As April dawned in the war against COVID-19, the U.S. was still scrambling to create adequate information systems to track and trace exposure to the novel coronavirus. Hopefully, the new tests being rushed into production by Abbott Labs and other manufacturers will address this shortcoming over the next few weeks.
One can only hope the same will be true for our inadequate supply of ventilators, N95 masks and other personal protective equipment for front-line healthcare workers. Hospital supply chain firms, manufacturers large and small, governors, mayors and individual citizens are doing their best to provide needed supplies for the regions hit first and hardest by the pandemic.

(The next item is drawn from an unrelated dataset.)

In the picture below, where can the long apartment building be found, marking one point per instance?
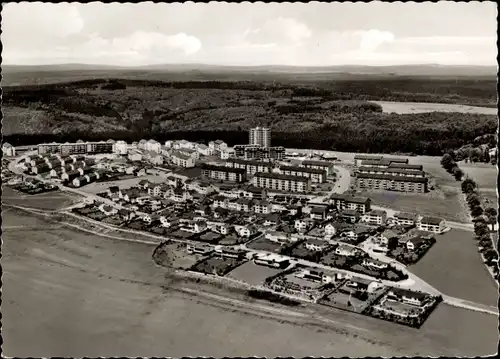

But even as production of these items increases, the temptation to hoard is overwhelming, and rightfully so. With 50 governors and every hospital scrambling to ensure their own readiness, what official in their right mind will independently decide to send their stockpiled supplies to meet another state or city’s desperate need?
What we need now is a centralized command-and-control system for allocating critical healthcare supplies. The president finally invoked the Defense Production Act to force General Motors to produce ventilators. But it will be weeks, if not months, before this and other crash programs begin to deliver machines.
In the meantime, the most logical approach for rapid deployment is commandeering ventilators, masks and PPE from where they’re not yet needed and sending them to places where they are. Gov. Andrew Cuomo of New York, the current epicenter of the pandemic, promised “we’ll return the favor” when he made that plea late last month.
The Trump administration needs to take the lead by publicly embracing this strategy and using its emergency powers to pursue it.
It has only recently begun collecting the information needed to make it happen. On March 29, Vice President Mike Pence, who heads the White House pandemic task force, sent a letter to every hospital asking them to report daily on their in-house testing numbers and results. Private labs already report.
He also asked them to report daily on COVID-19 patient caseload and mortality; the capacity and use of hospital beds, intensive-care unit beds and ventilators; and how many patients are awaiting ventilators in their emergency departments.
This is vital information for accurately tracking and tracing the pandemic’s spread and identifying both current and emerging hot spots and equipment needs. Right now, the most widely cited data on COVID-19’s spread comes from the University of Washington, which relies on state and local government reports, published hospital capacity numbers and “utilization data from select locations.”
Private, voluntary efforts are not good enough for pinpointing deliveries during a shortage. Real-time data from every front-line provider is key, and only the federal government can demand it.
Sad to report, the vice president made reporting this information to the Centers for Disease Control and Prevention voluntary. The federal government continues to pursue the wrongheaded approach that is, as Pence put it, “locally executed, state managed and federally supported.”
I couldn’t help but note that Pence also asked hospitals to convey their daily reports on spreadsheets or a downloadable form they could fill out. Has the nation’s need for an internet-based, national health information exchange that every hospital and physician practice must plug into ever been more apparent? Add that to the infrastructure agenda now being developed in Washington.
The U.S. invested $30 billion over the last decade to help healthcare facilities deploy electronic health record systems. We need a crash program to put that investment to work in setting up an emergency logistical system for the war against COVID-19.